Recommended declaration order:
1. `contextExists('workspace_id', ...)` — tenant isolation first
2. `sessionState('session_id', ...)` — session presence second
3. `entityExists(...)` — entity existence last (may query DB)
## Troubleshooting
### "Workspace context required"
The `workspace_id` key is missing from the execution context. This is injected by the API key authentication middleware. Causes:
- Request is unauthenticated or the API key is invalid.
- The API key has no workspace association.
- Dependency validation was bypassed but the tool checks it internally.
**Fix:** Authenticate with a valid API key. See https://host.uk.com/ai.
### "Active session required. Call session_start first."
The `session_id` context key is missing. The tool requires an active session.

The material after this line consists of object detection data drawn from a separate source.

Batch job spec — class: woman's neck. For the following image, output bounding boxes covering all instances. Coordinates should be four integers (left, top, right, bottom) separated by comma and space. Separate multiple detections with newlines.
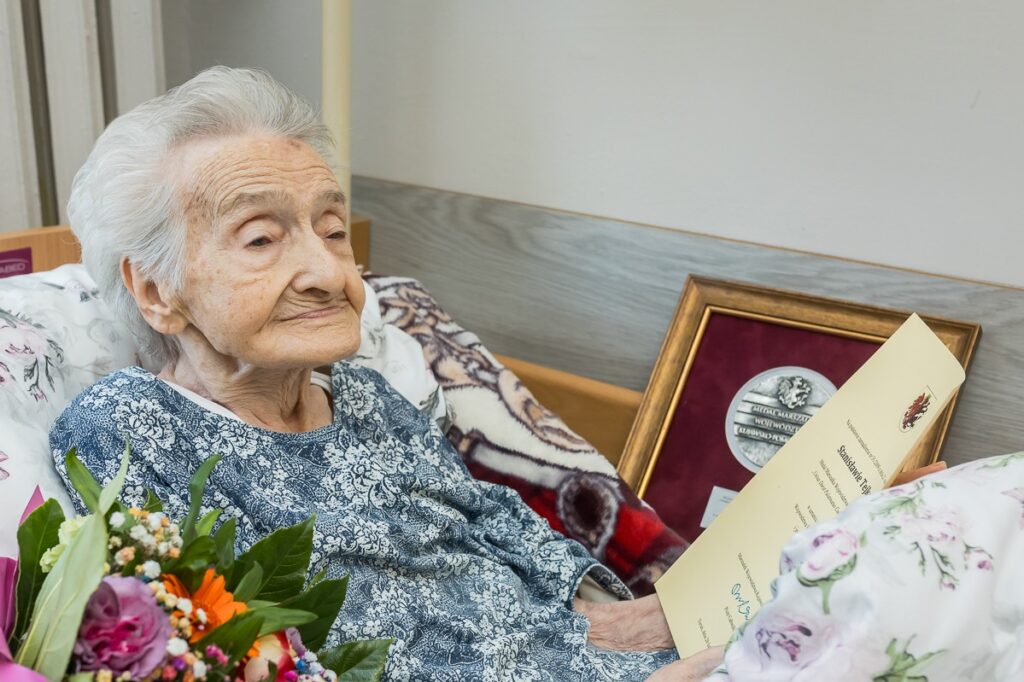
158, 355, 333, 432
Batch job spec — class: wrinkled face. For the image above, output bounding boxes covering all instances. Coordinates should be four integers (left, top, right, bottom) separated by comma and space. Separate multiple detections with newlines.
165, 135, 365, 369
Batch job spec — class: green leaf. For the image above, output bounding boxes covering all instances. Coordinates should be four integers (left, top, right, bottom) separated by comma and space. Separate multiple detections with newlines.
7, 500, 63, 643
142, 488, 164, 514
281, 576, 348, 651
96, 439, 131, 516
164, 536, 217, 592
231, 516, 315, 601
316, 639, 394, 682
213, 517, 238, 574
309, 567, 327, 587
15, 514, 106, 680
181, 455, 221, 543
193, 611, 263, 668
232, 563, 263, 602
196, 509, 221, 536
244, 606, 316, 637
65, 447, 99, 512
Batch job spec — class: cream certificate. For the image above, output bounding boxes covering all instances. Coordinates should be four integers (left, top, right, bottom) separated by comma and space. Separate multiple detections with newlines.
654, 315, 965, 657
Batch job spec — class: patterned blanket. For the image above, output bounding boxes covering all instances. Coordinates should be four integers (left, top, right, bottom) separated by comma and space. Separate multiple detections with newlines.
366, 274, 687, 596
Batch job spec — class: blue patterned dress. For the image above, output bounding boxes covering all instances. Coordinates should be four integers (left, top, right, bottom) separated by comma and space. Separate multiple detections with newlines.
50, 363, 676, 682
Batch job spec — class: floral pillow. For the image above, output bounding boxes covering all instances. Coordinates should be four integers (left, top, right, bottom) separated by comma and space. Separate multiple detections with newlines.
0, 265, 137, 556
709, 453, 1024, 682
0, 264, 446, 557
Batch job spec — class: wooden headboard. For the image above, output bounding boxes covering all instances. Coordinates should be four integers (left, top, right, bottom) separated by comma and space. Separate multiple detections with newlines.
0, 216, 641, 464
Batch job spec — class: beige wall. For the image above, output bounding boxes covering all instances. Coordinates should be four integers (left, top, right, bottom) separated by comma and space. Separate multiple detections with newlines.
164, 0, 1024, 286
352, 0, 1024, 286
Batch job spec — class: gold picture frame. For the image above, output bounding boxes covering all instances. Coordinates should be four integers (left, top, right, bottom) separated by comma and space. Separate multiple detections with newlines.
617, 276, 981, 498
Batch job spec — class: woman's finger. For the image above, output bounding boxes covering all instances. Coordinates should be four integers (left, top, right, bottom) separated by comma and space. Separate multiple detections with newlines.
893, 462, 946, 485
647, 646, 725, 682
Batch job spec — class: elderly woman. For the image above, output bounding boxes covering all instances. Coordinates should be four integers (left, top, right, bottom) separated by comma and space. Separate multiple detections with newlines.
51, 68, 717, 680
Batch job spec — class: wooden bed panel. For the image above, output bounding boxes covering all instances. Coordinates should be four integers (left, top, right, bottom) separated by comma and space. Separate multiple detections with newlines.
0, 225, 82, 272
0, 222, 641, 464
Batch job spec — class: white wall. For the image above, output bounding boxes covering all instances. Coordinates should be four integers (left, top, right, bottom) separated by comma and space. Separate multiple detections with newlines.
352, 0, 1024, 286
162, 0, 322, 105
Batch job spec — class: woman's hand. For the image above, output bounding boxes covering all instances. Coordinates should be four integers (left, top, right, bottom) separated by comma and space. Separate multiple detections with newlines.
572, 594, 674, 651
890, 462, 946, 487
647, 646, 725, 682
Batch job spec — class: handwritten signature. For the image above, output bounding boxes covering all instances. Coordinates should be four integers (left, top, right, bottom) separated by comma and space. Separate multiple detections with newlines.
732, 583, 751, 622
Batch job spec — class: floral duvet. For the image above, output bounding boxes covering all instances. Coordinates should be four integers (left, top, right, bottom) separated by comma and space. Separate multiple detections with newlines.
708, 453, 1024, 682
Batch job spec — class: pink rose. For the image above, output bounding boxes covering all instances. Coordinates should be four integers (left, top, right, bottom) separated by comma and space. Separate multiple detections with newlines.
75, 576, 171, 679
245, 632, 295, 682
800, 529, 859, 582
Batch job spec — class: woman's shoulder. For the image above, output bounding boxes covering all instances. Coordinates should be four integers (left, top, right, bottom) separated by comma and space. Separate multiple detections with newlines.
50, 367, 164, 442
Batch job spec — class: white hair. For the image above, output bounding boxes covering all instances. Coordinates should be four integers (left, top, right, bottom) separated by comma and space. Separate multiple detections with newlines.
68, 67, 334, 367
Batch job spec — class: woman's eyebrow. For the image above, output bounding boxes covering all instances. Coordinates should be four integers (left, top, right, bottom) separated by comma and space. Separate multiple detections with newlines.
316, 189, 348, 206
217, 189, 292, 215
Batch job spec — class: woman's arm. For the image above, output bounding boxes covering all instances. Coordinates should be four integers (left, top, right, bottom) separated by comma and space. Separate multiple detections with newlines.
572, 594, 674, 651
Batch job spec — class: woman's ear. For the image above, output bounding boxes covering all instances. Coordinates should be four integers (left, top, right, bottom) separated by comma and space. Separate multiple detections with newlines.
121, 257, 188, 335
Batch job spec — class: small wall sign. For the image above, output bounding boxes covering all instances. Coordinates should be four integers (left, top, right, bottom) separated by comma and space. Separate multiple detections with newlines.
0, 247, 32, 279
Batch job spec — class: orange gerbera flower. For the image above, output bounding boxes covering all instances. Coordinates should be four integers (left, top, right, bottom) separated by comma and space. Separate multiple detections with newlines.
164, 568, 249, 642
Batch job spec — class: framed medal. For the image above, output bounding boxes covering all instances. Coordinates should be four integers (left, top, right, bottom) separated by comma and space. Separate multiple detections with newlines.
618, 276, 981, 541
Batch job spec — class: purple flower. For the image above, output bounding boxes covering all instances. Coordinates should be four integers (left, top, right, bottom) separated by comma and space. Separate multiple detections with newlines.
75, 576, 171, 679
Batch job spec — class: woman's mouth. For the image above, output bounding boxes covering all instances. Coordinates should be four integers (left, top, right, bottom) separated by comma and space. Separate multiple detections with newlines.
291, 303, 347, 319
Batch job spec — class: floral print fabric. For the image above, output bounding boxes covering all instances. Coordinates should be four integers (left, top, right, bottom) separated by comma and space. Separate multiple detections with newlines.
709, 453, 1024, 682
50, 363, 675, 681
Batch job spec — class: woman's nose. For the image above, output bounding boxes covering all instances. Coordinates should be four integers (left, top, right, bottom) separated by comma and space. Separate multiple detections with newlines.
292, 229, 345, 294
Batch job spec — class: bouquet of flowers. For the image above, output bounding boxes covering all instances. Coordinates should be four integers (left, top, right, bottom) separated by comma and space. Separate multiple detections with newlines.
0, 446, 391, 682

**Fix:** Call `session_start` before calling session-dependent tools. Pass the returned `session_id` in the context of all subsequent calls.
### "Plan must exist" / "Plan not found"
The `plan_slug` argument does not match any plan. Either the plan was never created, the slug is misspelled, or the plan belongs to a different workspace.
**Fix:** Call `plan_list` to find valid slugs, then retry.
### "Permission denied: API key missing scope"
The API key does not have the required scope (`read` or `write`) for the tool.
**Fix:** Issue a new API key with the correct scopes, or use an existing key that has the required permissions.
### "Unknown tool: {name}"
The tool name does not match any registered tool.
**Fix:** Check `plan_list` / MCP tool discovery endpoint for the exact tool name. Names are snake_case.
### `MissingDependencyException` in logs
A required dependency was not met and the framework threw before calling `handle()`. The exception message will identify which dependency failed.
**Fix:** Inspect the `context` passed to `execute()`. Ensure required keys are present and the relevant entity exists.